Saving object positions between scene loads (super amateur question)

I apologize in advance, but I’m very new to Unity and I’m very bad at programming. I’m sure the answer to this question is obvious, but I’ve been staring at it for too long now and I think the answer is just outside my range of knowledge.

I created two food bins for a scene in my game. Each food bin contains a sprite of food that moves down on the Y axis at 2 different points throughout the day (9am & 1pm). So far I’ve succeeded in making the food items move down the Y coordinate when those times of day are reached.

Here’s my issue:
I need to save the position of the food items in each bin so that the position can be reloaded if the player exits the building scene to the overworld, then re-enters the buildings scene. The problem that I’m having is that I can’t seem to figure out how to save and reload the position of the food items appropriately.

If you watch this recording you will see the food in “test bin 1” (the red food) remains in the appropriate transform position between scene loads.

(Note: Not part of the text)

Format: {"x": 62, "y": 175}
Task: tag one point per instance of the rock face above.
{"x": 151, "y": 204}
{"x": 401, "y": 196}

However, the brown / tan colored food in “test bin 2” moves to the same SavePosition as the red food from “test bin 1” after the player exits and re-enters the scene. You’ll see around ~1 minute in to the video if I hide the “test bin 1” sprites the food from test bin 2 is hiding underneath it after the scene reloads.

Can anyone provide me with some insight in how I might be able to go about fixing this?

I can see that FoodManager.SavePosition is being set at 2 different points in my console log, but I think only 1 of those positions is being loaded at the top of Update().

I’ve attached a screenshot of relevant scrips + a link to a video recording.



Thank you so much to anyone who can point me in the right direction.

Sounds like you wrote a bug… and that means… time to start debugging!

By debugging you can find out exactly what your program is doing so you can fix it.

Use the above techniques to get the information you need in order to reason about what the problem is.

You can also use Debug.Log(...); statements to find out if any of your code is even running. Don’t assume it is.

Once you understand what the problem is, you may begin to reason about a solution to the problem.

Remember with Unity the code is only a tiny fraction of the problem space. Everything asset- and scene- wise must also be set up correctly to match the associated code and its assumptions.

Load/Save steps:

An excellent discussion of loading/saving in Unity3D by Xarbrough:

And another excellent set of notes and considerations by karliss_coldwild:

Loading/Saving ScriptableObjects by a proxy identifier such as name:

When loading, you can never re-create a MonoBehaviour or ScriptableObject instance directly from JSON. Save data needs to be all entirely plain C# data with no Unity objects in it.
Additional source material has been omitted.